Il fronça les sourcils. Quelque chose clochait. C'était hier, le dix juillet. C'était bien ce jour-là où il avait été attaqué, si l'on pût dire, et tué. Alors comment était-ce possible que ce soit aussi aujourd'hui ?

Fondue leva la tête, et le regarda, ne comprenant pas la raison d'une telle réaction. Mais au lieu de recevoir une réponse lui permettant peut-être de saisir un minimum le pourquoi du comment, il obtint de son maître qu'il lui gratte le sommet du crâne. Il se contenta de cette simple preuve d'affection, et remit sa tête entre ses pattes avant. Il bougea les oreilles lorsqu'il entendit successivement Raphaël soupirer, se redresser, s'asseoir puis se lever. Le chien fit une roulade sur le côté pour voir où son maître se rendait. Il le suivit du regard, et l'observa tandis que le rouquin s'asseyait au sol sur son tapis, s'emparait de feuilles et de stylos, et recensait les événements desquels il avait été témoin les jours précédents en griffonnant de son écriture sale sur chacune des feuilles. Il écrivit longuement quelques dizaines, vingtaines ou trentaines de pages, en ajoutant ici et là des croquis, tout en faisant appel à sa mémoire, et en priant pour que le sommeil ne le saisît.

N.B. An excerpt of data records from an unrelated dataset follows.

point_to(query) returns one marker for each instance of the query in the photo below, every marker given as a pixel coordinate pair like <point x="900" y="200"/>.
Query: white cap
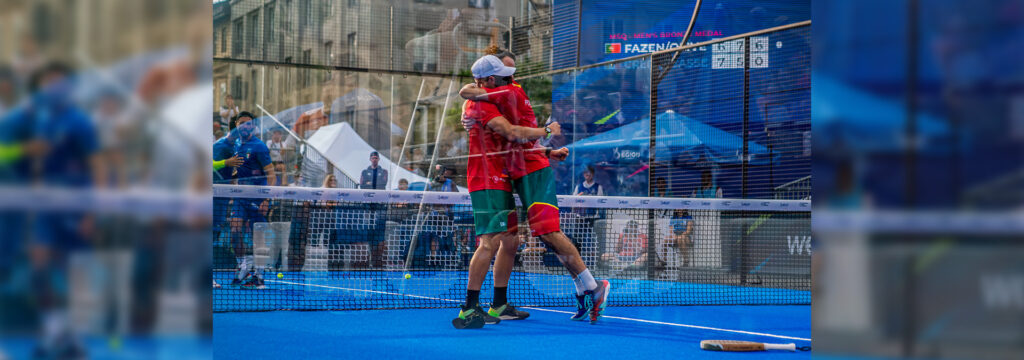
<point x="491" y="65"/>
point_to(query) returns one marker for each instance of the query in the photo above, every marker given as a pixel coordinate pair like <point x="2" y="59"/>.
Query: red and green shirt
<point x="487" y="149"/>
<point x="514" y="104"/>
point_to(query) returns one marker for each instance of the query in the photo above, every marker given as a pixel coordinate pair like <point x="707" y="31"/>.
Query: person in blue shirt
<point x="53" y="143"/>
<point x="224" y="162"/>
<point x="374" y="177"/>
<point x="256" y="169"/>
<point x="708" y="188"/>
<point x="682" y="231"/>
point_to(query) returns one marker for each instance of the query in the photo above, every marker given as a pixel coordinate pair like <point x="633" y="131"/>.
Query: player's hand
<point x="233" y="162"/>
<point x="560" y="154"/>
<point x="35" y="148"/>
<point x="555" y="129"/>
<point x="468" y="123"/>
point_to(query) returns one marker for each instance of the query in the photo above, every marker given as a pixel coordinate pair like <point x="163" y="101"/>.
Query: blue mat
<point x="647" y="332"/>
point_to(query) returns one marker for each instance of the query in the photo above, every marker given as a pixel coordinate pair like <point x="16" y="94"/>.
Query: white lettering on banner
<point x="1003" y="290"/>
<point x="626" y="153"/>
<point x="799" y="243"/>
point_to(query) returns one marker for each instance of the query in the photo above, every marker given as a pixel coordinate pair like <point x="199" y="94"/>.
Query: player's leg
<point x="538" y="191"/>
<point x="505" y="261"/>
<point x="253" y="214"/>
<point x="494" y="213"/>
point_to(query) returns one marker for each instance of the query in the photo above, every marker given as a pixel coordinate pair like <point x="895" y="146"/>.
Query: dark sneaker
<point x="600" y="296"/>
<point x="584" y="303"/>
<point x="469" y="318"/>
<point x="507" y="312"/>
<point x="254" y="282"/>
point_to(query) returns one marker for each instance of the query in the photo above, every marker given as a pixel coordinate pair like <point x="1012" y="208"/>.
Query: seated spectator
<point x="681" y="237"/>
<point x="631" y="249"/>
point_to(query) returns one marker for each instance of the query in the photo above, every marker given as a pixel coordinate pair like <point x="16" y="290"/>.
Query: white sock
<point x="579" y="284"/>
<point x="243" y="268"/>
<point x="588" y="280"/>
<point x="257" y="270"/>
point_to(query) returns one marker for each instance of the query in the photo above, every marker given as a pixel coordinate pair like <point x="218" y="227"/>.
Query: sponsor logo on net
<point x="627" y="153"/>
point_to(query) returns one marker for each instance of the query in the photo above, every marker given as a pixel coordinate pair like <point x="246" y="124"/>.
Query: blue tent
<point x="677" y="136"/>
<point x="288" y="117"/>
<point x="843" y="114"/>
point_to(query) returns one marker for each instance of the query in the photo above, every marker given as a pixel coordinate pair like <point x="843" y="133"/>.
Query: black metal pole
<point x="747" y="110"/>
<point x="742" y="164"/>
<point x="911" y="103"/>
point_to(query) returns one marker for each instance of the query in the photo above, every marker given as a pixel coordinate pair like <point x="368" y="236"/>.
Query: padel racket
<point x="729" y="345"/>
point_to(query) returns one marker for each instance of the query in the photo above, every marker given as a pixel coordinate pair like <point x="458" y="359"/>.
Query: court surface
<point x="649" y="332"/>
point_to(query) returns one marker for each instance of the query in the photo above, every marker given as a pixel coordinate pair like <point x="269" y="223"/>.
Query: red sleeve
<point x="481" y="111"/>
<point x="500" y="93"/>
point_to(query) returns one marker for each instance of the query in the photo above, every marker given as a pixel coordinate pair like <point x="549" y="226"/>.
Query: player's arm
<point x="10" y="152"/>
<point x="517" y="133"/>
<point x="473" y="92"/>
<point x="271" y="178"/>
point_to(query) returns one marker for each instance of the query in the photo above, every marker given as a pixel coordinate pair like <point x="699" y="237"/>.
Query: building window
<point x="480" y="4"/>
<point x="305" y="13"/>
<point x="288" y="76"/>
<point x="237" y="37"/>
<point x="425" y="51"/>
<point x="329" y="53"/>
<point x="252" y="36"/>
<point x="237" y="87"/>
<point x="351" y="49"/>
<point x="306" y="57"/>
<point x="286" y="21"/>
<point x="475" y="43"/>
<point x="268" y="24"/>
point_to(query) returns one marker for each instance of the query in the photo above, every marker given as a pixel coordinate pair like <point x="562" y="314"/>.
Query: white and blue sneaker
<point x="584" y="303"/>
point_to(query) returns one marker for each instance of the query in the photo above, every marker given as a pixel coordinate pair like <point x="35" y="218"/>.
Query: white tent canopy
<point x="350" y="153"/>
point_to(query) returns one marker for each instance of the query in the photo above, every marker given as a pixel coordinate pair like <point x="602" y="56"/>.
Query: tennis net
<point x="329" y="249"/>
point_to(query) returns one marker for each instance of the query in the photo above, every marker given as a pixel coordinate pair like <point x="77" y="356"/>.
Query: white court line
<point x="558" y="311"/>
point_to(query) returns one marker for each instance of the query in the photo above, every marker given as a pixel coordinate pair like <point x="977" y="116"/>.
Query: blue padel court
<point x="639" y="332"/>
<point x="387" y="289"/>
<point x="627" y="330"/>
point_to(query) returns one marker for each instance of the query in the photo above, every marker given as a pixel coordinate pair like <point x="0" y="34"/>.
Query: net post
<point x="652" y="239"/>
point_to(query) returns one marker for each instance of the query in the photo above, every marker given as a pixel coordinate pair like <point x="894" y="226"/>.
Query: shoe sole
<point x="510" y="317"/>
<point x="474" y="322"/>
<point x="603" y="303"/>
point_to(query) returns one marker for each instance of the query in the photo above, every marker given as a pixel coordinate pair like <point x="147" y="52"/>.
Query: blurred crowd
<point x="115" y="259"/>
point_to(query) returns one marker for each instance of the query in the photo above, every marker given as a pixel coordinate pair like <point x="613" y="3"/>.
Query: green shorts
<point x="537" y="191"/>
<point x="494" y="211"/>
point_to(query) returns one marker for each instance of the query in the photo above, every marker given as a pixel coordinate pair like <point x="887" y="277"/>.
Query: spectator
<point x="442" y="181"/>
<point x="660" y="188"/>
<point x="309" y="122"/>
<point x="8" y="90"/>
<point x="228" y="111"/>
<point x="589" y="186"/>
<point x="257" y="169"/>
<point x="374" y="177"/>
<point x="280" y="154"/>
<point x="632" y="246"/>
<point x="708" y="188"/>
<point x="218" y="132"/>
<point x="682" y="231"/>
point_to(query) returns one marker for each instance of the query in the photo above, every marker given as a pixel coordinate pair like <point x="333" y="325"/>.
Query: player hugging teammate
<point x="505" y="156"/>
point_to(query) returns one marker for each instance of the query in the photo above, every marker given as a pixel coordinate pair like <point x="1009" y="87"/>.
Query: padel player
<point x="491" y="191"/>
<point x="532" y="179"/>
<point x="256" y="169"/>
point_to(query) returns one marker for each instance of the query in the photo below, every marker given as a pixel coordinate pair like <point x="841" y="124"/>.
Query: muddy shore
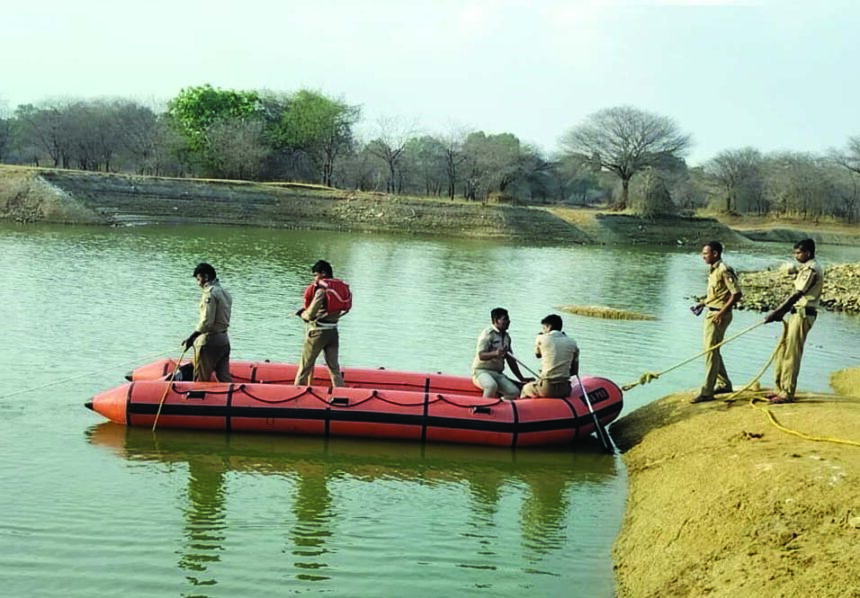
<point x="723" y="503"/>
<point x="30" y="195"/>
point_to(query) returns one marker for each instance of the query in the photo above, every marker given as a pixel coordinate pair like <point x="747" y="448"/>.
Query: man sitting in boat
<point x="493" y="350"/>
<point x="559" y="356"/>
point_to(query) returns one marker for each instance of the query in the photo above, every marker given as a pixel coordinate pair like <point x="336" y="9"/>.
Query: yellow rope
<point x="770" y="414"/>
<point x="649" y="376"/>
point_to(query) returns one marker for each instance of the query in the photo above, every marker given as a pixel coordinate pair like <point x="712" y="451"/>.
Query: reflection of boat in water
<point x="373" y="404"/>
<point x="331" y="487"/>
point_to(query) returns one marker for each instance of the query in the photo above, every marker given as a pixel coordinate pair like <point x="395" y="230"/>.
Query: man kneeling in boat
<point x="493" y="350"/>
<point x="559" y="356"/>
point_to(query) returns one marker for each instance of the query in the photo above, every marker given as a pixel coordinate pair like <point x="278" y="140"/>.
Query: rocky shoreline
<point x="39" y="195"/>
<point x="765" y="290"/>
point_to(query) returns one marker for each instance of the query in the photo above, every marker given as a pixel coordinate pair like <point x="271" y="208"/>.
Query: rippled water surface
<point x="93" y="509"/>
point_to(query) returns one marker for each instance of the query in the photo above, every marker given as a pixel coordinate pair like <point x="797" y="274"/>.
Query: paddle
<point x="169" y="384"/>
<point x="602" y="433"/>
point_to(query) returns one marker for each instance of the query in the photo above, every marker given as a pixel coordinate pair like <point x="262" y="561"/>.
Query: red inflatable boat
<point x="375" y="403"/>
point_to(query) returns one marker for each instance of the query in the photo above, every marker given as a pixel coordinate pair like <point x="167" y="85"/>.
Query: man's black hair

Fondue expira bruyamment. Il n'avait donc pas le choix.

Il se leva, s'étira, et sauta du lit, rejoignit son maître de ce bond. Il évita soigneusement de marcher sur les feuilles, tout en prenant attention aux croquis –à défaut de savoir lire, il pouvait se remémorer des scènes à la vue de certains dessins. Puis il passa entre les bras du rouquin, et s'installa sur ses jambes croisées en tailleur.

Raphaël lui sourit, et lui caressa la tête.

« Merci Fondue » fit-il en continuant d'écrire ce qui ressemblait de plus en plus à un carnet de bord de la semaine qui s'écoulait.